According to Hella Electronics Corporation’s president, Dr. Martin Fischer, electric and hybrid vehicles are not the sole solution to improve fuel cost savings. The company, has been offering advanced fuel-management technologies such as intelligent battery sensors, demand-driven fuel pumps, electric turbo charger actuators, start-stop controls, electric vacuum pumps, accelerator pedal sensors, and fuel and oil-quality sensors for over 14 years.
Fischer also said that the HID-lighting and full-LED lighting systems from Hella help in bringing down CO2 emissions and energy usage. He added that these benefits together can increase the overall fuel efficiency of the vehicle by nearly 30%.

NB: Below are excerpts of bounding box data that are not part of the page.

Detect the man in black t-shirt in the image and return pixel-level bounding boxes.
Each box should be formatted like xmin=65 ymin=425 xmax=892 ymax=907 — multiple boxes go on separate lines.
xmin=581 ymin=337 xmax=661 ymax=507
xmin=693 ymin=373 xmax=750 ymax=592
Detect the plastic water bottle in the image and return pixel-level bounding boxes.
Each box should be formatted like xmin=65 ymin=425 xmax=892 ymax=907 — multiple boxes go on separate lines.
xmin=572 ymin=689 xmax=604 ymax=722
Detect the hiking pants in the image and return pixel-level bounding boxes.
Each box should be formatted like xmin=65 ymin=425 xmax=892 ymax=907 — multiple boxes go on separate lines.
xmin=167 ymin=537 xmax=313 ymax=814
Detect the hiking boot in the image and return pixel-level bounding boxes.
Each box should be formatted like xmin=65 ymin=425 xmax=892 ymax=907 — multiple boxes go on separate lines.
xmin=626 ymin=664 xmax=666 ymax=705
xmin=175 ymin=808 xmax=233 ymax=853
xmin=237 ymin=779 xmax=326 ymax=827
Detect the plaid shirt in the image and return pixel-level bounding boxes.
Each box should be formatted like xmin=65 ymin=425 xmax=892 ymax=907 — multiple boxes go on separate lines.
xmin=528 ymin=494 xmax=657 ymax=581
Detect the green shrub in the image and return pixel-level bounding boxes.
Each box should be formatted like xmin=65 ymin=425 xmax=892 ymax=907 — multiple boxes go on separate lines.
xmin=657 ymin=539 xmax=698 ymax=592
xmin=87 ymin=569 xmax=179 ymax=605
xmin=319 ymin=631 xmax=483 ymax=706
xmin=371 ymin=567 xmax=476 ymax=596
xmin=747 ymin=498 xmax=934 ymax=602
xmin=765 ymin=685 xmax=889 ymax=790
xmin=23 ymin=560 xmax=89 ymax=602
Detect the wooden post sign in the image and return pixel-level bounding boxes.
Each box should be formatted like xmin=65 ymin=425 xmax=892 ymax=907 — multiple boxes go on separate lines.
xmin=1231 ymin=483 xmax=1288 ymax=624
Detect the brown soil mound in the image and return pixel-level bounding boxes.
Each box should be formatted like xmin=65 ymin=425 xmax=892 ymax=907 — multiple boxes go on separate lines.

To further prove this point, two European cars with same type of engines were studied to assess their fuel-savings. Out of the two, one vehicle contained Hella’s voltage stabilizer and intelligent battery sensor and it produced 17% less CO2 compared to the one without Hella’s technologies. Moreover, the fuel usage of the car equipped with Hella’s technologies was also significantly lesser.
The Environmental Protection Agency and the National Highway Traffic Safety Administration in the U.S expect automakers to strictly meet the new fuel-economy standards by adopting conventional technologies, which are already being used for commercial purposes.
Fischer concluded that as such there is no direct and easy solution for efficient fuel usage, but use of various electronic products can aid auto manufacturers in reducing the consumption of energy as well as CO2 emissions in the long run.